В салоне стало весело: остряки подробно вычисляли возможный полет чайника и смехотворно выводили, у кого и что именно должно было быть обваренным, если б не смелая интервенция Михаила.
На прощанье тетушка ему сказала:
- Приходи с Сергеем еще; хоть ты, батюшка, и зубаст, да зато не квелый, как архивные. Ну, дай срок, мы тебе зубы обточим. Ты из киевского корпуса, говорил Сергей; знаем, чьи это штуки...
Тетушка намекала на известных киевских педагогов: одного - родню Герцена, другого - учителя словесности с вреднейшим направлением.
Михаил, к радости моей, ничего не возражая, лишь вторично приложился тетушке к ручке.
Да, я опять должен оговорить второе примечатель-нейшее обстоятельство: среди гостей присутствовал один человек, на которого обваренная рука Михаила не произвела вовсе действия, смягчившего и даже как бы совершенно затушевавшего его дерзкую фразу о социализме. Человек этот был молодой блестящий генерал, граф Петр Андреевич Шувалов, начальник III отделения, высокий красавец с таким правильным и породистым лицом, что в своей неподвижной белизне оно казалось отлично раскрашенным мрамором. В движениях его не было ничего лишнего: точная определенность, как следствие способности к мгновенной обдуманности поведения.
Шувалов вышел вместе с нами в переднюю. Старый тетушкин лакей ловко набросил на плечи ему ни-колаевку. Плотно запахиваясь, Шувалов сказал, глядя своим острым взором в черные глаза Михаила:
- Молодой человек! Примите дружеский совет и остережение: не всякая поспешность может завершиться удачно. Памятуйте также одно изречение Кузьмы Пруткова: "Степенность есть надежная пружина в механизме общежития".
Михаил, сверкнув своими зубами, не без задора ответил:
- У Кузьмы Пруткова есть и применительно к вам, ваше превосходительство, нравоучительное изречение: "Не все стриги, что растет".

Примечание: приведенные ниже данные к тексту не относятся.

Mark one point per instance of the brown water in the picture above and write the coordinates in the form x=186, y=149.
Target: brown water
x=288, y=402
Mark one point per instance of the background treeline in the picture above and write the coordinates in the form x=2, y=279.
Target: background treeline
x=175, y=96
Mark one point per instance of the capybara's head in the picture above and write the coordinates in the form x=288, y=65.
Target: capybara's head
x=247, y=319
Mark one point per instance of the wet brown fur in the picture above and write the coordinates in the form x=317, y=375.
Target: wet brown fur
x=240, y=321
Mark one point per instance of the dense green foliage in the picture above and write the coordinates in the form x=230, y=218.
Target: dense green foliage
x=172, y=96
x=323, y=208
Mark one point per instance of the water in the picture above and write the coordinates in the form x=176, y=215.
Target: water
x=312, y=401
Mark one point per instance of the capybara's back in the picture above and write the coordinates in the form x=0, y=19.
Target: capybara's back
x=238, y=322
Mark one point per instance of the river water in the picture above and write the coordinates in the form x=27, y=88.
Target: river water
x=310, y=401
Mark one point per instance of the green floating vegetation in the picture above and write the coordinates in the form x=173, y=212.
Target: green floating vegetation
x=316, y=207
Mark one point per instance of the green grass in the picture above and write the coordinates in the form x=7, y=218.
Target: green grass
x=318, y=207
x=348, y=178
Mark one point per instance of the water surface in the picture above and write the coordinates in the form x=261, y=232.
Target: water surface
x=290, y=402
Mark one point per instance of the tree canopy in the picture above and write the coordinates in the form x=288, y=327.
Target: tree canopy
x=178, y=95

Шувалов мило улыбнулся, как светский человек, показывая, что в частном доме он вовсе не начальство, и как-то знаменательно сказал Михаилу:
- До свиданья! Мы еще с вами, конечно, увидимся.
О, сколь горестно сбылось в скором времени его предположение!
По дороге домой я сказал Михаилу:
- Советую тебе быть с ним осторожней; он управляющий Третьим отделением и жестокий карьерист, не оглянешься - подведет.
- Какое мне до него дело! - вспыхнул Михаил и, понизив голос, сказал с глубиной, незабвенной до последнего дня моей жизни: - Поверь, Сергей, я, как Рылеев, уверен, что погибну, но пример мой останется. Ибо, как истинно утверждал этот герой-поэт, вся сила, вся честь революции в словах: "Каждый дерзай!"
По спокойной ленивости моей природы и привычному доверию, что рука промысла ведет каждого неисповедимыми путями, я не стал противопоставлять Михаилу авторитетные в нашем доме, совсем иные взгляды на земное устроение. К тому же, после напоминания тетушки о вольнодумстве киевских педагогов, я понял, что атеизм и мечтания революционные не были следствием испорченной натуры Михаила, а лишь чужими перенятыми мнениями.
Я решил противоречить ему только в крайности, а лучше всего, не теряя с ним чисто приятельской связи, водить его чаще к тетушке, где он будет встречать людей, не менее господ Огарева и Герцена желающих пользы отечеству, но с пониманием последней в совершенно иной диспозиции.